Магнитогорский Металлургический комбинат предлагал матери стать Главным художником после того, как она оформила выставку «Магнитка – фронту». Но мать была занята в местном театре и вела рисование в ремесленном училище при заводе. Брала меня с собой, проходили через заводской цех, видел я ребят старше меня, каких избегал на улице: один бритвой срезал у меня с пальто все пуговицы, но его во-время мать перехватила, накормила, он вернул пуговицы, а мать пришила их обратно.

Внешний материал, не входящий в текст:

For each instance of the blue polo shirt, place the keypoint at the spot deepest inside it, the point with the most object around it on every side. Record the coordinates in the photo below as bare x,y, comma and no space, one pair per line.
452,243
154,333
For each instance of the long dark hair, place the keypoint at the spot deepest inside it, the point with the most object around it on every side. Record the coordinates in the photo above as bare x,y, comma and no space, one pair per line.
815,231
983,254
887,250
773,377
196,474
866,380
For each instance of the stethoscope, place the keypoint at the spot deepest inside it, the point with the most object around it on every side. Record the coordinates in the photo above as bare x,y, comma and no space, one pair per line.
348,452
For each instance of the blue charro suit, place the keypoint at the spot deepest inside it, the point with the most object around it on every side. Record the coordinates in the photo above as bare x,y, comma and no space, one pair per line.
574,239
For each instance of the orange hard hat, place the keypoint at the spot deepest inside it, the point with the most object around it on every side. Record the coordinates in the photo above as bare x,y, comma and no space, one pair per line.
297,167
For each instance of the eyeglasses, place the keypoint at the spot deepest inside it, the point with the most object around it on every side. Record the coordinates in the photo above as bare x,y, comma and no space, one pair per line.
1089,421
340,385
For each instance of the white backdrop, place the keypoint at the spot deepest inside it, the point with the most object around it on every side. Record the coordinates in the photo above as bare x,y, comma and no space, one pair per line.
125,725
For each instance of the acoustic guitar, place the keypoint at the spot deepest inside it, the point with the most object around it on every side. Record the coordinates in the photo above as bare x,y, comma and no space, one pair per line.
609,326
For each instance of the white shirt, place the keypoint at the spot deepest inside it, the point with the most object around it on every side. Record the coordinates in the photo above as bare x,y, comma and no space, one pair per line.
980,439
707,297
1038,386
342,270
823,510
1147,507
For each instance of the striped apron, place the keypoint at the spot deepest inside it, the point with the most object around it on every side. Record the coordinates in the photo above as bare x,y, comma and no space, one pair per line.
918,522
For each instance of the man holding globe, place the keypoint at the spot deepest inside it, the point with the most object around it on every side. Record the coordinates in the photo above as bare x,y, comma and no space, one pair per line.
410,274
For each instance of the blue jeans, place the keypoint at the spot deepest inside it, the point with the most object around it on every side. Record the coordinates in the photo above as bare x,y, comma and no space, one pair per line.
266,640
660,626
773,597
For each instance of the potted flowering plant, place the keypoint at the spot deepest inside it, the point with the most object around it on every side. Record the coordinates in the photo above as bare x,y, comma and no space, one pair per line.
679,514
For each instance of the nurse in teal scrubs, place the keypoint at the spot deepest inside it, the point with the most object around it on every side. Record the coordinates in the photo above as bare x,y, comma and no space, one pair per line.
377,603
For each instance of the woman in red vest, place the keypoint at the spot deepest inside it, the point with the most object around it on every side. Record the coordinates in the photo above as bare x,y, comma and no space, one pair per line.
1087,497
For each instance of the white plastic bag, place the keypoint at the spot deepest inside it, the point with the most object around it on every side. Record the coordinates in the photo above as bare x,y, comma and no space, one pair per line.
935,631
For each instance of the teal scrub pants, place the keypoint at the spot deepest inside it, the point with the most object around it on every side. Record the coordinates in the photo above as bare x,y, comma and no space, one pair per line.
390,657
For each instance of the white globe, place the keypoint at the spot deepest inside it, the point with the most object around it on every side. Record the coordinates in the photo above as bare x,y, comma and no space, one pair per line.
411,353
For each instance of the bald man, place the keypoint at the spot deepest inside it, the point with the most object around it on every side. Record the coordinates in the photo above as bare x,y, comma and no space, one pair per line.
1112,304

У станков ребята стояли на перевернутых ящиках, их отцы воевали, у многих отцов уже не было.
И у дикой Магнитной горы
Под высоты просторных небес
Мы построим под светоч зари
И мартены, и домны, и ЦЭС.
Александр Ворошилов (1931).
Я тоже сочинил поэму: на наших глазах воздвигалась Шестая домна. Рефрен: «Всё для фронта, всё для побед». Побед рифмовалось с «Таков у нас обет». Кому ни читал, слышали «обед» и протестовали против гастрономического мотива, но другой рифмы найти я не мог, так и «опубликовал» самодельно, в единственном экземпляре со своими иллюстрациями. Воспел я домну как «гигантский стальной рукомойник»: умываясь утром, видел из окна заводские «рукомойники», возвышавшиеся рядом с нами. На горизонте Уральский хребет, вершины гор зимой накрывались белыми шапками, но если над городом выпадал снег, то белая пелена на другой день становилась черной от сажи из «рукомойников».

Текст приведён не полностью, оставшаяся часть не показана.